According to Bloomberg, Morgan Stanley analysts report that

“A remarkable change in investor sentiment has doubled the price of some collateralized loan obligation securities in the past month.”

Does that term sound familiar?  It should.

“CLOs are a type of collateralized debt obligation that pool high-yield, high-risk, or junk, loans and slice them into securities of varying risk and return.”

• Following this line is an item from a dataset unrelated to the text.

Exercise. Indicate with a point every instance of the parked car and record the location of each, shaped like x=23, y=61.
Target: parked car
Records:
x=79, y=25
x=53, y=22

In other words, CLOs are kissing cousins to the collateralized debt obligations at the core of the global economic meltdown.  Cooked up by the greedy Wall Street alchemists to juice yields and fees while burying and passing the hidden risk  of incomprehensible derivatives along to foreign investors, this toxic stew of credit garbage finally boiled over and ripped apart the lab.  But hey, that was soooo last year. For now, bailouts, loans, and loan guarantees safely in place, it’s time to start pushing for this quarter’s multi-million dollar bonus.